Die Protagonistin wird sowohl als Hassende als auch als Gehasste dargestellt. Dieser Hass ist eng mit der Darstellung ihrer Figur als Fremde verknüpft: Politisch-religiös erscheint sie als fremde Baalsdienerin im eigentlich jüdischen Juda, geschlechtlich als mächtige Frau in einer patriarchalen Ordnung. Somit ist der Hass gegen sie nicht nur individuell, sondern auch kollektiv zu verstehen und schließt sie letztlich aus der Figurenkonstellation aus. Zugleich wirkt der Hass kollektivstiftend und führt zur (vorübergehenden) Wiederherstellung der durch Athalie 'gestörte' jüdischen Ordnung.

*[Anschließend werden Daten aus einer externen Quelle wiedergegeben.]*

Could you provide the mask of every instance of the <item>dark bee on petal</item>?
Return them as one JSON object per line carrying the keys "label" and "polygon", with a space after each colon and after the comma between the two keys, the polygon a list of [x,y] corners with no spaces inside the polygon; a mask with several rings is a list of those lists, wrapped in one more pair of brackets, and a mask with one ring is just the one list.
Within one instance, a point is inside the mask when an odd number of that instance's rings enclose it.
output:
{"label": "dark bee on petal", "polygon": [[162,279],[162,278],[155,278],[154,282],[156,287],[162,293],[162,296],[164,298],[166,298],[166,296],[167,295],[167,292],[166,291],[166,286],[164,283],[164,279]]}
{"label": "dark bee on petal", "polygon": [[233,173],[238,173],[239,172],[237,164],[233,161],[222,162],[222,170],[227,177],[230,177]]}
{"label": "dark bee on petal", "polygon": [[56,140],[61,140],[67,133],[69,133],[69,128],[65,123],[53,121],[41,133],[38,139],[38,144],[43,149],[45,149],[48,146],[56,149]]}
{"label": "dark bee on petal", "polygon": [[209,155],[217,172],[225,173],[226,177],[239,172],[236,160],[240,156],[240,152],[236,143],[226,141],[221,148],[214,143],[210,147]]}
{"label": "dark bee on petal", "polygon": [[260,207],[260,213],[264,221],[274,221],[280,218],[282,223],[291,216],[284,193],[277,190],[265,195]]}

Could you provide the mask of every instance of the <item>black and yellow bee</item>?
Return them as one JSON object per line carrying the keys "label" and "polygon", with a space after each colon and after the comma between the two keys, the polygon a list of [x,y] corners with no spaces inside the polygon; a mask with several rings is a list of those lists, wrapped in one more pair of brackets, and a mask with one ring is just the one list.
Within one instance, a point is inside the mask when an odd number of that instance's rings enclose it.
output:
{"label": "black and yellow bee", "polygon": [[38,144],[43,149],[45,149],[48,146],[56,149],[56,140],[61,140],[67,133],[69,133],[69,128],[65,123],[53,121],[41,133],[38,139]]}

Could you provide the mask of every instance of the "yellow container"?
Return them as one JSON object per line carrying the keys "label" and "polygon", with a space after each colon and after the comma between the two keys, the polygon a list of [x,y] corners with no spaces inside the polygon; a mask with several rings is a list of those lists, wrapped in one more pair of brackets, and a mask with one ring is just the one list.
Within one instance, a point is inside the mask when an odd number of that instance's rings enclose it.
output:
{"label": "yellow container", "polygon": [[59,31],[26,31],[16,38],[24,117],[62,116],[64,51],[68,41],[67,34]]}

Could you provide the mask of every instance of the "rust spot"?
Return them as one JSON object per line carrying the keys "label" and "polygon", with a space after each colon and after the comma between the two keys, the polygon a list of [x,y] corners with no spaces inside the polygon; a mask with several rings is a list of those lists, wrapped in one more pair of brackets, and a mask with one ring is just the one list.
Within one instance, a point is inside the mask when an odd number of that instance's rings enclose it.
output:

In diesem Beitrag werden die Mechanismen des Hasses in der Tragödie anhand verschiedener theoretischer Ansätze von Aristoteles, René Descartes, Aurel Kolnai und Sara Ahmed untersucht. Dabei werden insbesondere seine Unverhandelbarkeit, sein exkludierendes, ordnungsstiftendes sowie tragisches Potenzial beleuchtet. Die Tragik des Hasses besteht somit nicht nur in seinem zerstörerischen Aspekt, sondern er erweist sich auch als konstitutiv für die Tragödie Racines, indem er Mitleid und Furcht schüren soll sowie gesellschaftliche Hassmechanismen zu reflektieren vermag.
Melanie Reinhard ist Doktorandin am Romanischen Seminar der Albert-Ludwigs-Universität Freiburg. In ihrer Dissertation, betreut von Prof. Dr. Judith Frömmer und Prof. Dr. Andreas Gelz, forscht sie zu Fremdheit im französischen Theater des 17. Jahrhunderts. Sie hat Französisch, Englisch und Latein für das Gymnasiallehramt studiert und absolviert derzeit ihr Referendariat. Zuvor war sie Promotionsstipendiatin der Studienstiftung des deutschen Volkes.